Spring in Buenos Aires – Beautiful!

10 02 2012

Eray in Parque 3 de Febrero

One element of our Patagonian odyssey that has been consistently spectacular has been the weather! And these last two days in Buenos Aires are no exception. We have two consecutive clear days in the mid-80’s with low humidity.

I’m still getting the most of the breakfast buffet at Castelar Hotel! I ensure I get down there early and enjoy my favorite meal of the day. Saskia arrives, as do Elwin, Angelique, and others. Orange juice, fresh fruit, sausage and some scrambled eggs are something I’ve missed.

There are no plans for today. Tonight, we are all headed to the airport for mid-evening flights. So my usual crew of Angelique, Eray, Elwin and I look at the options and make plans. Christoff has departed for a few days visiting with acquaintances in Chile.

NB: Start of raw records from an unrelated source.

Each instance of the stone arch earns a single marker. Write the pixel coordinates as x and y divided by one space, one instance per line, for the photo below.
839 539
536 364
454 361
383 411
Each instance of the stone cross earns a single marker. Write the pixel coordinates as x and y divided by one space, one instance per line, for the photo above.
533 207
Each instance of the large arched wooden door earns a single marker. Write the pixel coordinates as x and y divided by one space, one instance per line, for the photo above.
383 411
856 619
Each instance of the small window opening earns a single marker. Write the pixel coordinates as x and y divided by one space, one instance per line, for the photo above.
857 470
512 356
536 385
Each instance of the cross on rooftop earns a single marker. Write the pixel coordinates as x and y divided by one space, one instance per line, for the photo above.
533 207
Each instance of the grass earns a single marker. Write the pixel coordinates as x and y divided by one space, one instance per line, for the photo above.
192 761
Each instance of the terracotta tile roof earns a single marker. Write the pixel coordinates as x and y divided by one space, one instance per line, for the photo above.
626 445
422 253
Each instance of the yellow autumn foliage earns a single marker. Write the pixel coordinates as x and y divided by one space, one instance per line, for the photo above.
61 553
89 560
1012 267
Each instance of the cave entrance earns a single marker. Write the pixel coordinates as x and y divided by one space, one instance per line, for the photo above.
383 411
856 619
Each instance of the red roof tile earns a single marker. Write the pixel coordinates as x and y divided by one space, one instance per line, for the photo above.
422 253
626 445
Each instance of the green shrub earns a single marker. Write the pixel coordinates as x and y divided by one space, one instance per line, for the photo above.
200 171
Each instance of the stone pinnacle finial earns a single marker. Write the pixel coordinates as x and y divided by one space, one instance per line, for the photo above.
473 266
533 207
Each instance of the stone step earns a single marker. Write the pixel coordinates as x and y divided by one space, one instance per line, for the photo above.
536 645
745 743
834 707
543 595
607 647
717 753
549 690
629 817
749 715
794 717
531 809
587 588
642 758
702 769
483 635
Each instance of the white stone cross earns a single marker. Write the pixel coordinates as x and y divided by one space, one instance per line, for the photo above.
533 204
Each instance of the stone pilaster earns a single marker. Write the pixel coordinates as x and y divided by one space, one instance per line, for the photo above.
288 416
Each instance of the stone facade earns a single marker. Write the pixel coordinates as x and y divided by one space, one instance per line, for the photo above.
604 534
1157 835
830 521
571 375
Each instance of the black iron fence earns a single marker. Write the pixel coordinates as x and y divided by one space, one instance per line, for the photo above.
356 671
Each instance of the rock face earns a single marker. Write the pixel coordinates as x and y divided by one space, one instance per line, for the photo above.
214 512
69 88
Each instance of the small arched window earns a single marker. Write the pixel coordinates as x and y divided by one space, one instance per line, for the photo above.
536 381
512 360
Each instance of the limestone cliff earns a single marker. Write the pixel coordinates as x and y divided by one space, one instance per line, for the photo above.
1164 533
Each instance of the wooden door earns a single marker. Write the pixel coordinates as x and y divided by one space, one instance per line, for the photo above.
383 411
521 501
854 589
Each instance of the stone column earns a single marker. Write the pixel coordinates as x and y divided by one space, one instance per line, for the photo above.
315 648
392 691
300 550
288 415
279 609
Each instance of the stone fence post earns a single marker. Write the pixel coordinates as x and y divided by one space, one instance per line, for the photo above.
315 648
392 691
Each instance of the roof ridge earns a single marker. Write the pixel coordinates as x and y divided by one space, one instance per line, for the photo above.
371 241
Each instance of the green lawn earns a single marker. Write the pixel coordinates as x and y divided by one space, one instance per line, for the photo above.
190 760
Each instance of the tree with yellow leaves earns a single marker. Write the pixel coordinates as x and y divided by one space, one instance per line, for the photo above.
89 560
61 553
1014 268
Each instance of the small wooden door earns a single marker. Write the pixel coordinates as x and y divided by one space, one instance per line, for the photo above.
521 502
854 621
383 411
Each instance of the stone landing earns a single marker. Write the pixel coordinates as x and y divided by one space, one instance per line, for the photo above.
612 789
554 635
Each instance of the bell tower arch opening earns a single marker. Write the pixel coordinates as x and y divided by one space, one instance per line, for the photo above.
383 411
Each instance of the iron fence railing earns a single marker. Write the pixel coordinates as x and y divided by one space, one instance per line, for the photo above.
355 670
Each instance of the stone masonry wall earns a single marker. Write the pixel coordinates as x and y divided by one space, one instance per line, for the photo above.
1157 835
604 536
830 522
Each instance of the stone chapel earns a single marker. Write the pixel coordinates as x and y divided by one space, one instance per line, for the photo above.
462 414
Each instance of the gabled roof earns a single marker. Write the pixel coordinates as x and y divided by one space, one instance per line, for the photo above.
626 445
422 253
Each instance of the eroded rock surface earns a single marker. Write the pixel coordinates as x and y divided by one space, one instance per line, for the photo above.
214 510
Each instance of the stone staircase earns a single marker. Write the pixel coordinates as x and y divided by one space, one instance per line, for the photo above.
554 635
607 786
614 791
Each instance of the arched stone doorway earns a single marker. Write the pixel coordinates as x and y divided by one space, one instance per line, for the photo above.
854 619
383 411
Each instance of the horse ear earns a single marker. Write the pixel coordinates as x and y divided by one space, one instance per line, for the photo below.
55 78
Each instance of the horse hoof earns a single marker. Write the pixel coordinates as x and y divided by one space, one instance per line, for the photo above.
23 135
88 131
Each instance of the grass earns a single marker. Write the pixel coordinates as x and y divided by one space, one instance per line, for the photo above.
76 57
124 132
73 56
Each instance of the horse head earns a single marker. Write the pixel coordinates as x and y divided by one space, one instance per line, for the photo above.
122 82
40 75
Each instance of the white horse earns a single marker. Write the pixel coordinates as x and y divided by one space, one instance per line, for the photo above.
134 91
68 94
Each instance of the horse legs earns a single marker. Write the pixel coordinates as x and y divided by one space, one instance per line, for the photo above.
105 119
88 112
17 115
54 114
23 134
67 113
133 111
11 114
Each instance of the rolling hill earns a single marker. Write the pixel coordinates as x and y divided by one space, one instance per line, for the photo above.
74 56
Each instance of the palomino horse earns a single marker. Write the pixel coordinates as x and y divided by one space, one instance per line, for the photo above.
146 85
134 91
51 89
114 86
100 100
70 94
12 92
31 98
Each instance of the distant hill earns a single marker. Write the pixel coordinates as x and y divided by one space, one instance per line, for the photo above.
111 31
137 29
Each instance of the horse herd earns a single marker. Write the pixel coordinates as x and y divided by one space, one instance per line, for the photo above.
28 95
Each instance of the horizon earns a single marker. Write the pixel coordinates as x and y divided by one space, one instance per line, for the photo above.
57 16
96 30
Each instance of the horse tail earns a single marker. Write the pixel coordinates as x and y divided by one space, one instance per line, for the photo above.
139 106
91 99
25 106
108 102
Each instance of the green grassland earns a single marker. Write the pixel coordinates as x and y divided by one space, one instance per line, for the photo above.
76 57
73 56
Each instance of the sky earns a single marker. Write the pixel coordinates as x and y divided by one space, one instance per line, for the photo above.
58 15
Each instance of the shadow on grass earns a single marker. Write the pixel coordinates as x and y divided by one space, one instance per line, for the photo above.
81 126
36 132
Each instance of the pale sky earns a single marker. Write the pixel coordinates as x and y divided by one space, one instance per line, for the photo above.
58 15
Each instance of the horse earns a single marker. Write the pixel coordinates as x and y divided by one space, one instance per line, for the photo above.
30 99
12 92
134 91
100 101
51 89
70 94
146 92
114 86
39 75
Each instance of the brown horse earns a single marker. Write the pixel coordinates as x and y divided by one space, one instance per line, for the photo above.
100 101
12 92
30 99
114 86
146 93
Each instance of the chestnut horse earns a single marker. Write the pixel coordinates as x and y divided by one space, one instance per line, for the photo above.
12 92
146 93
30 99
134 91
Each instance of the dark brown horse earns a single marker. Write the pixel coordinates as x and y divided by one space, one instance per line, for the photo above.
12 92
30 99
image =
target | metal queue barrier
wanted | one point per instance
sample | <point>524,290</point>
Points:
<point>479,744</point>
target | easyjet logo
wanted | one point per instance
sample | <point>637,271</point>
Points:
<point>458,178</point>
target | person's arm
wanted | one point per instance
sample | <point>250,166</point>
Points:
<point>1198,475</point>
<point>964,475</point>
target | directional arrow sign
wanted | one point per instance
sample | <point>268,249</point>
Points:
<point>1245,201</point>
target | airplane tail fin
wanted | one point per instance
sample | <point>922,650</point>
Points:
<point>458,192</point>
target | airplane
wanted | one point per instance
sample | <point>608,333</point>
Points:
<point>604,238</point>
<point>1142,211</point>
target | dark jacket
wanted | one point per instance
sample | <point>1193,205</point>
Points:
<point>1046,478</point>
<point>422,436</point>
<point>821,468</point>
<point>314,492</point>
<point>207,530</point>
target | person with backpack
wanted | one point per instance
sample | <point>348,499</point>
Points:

Eray is extending her time in Argentina, and she has arranged for lodging at Home Hotel, in the Palermo neighborhood. She says it’s really nice and encourages us to check it out for a late morning coffee or cool beverage. Sounds good! We also look at options and because it’s late spring, we decide to walk back through some of the beautifully designed parks in Buenos Aires.

We catch a taxi and head to the Home Hotel. The Palermo neighborhood is completely different from any we’ve seen. While it’s urban, it’s very residential. It’s quiet. There are cozy, European style and up and coming neighborhood restaurants and cafes. The Home Hotel is nestled in amongst all of this. If you didn’t know it was there, you’d miss it. Once past the front counter, one walks through a tall atrium and into a rear area complete with patio, garden and pool.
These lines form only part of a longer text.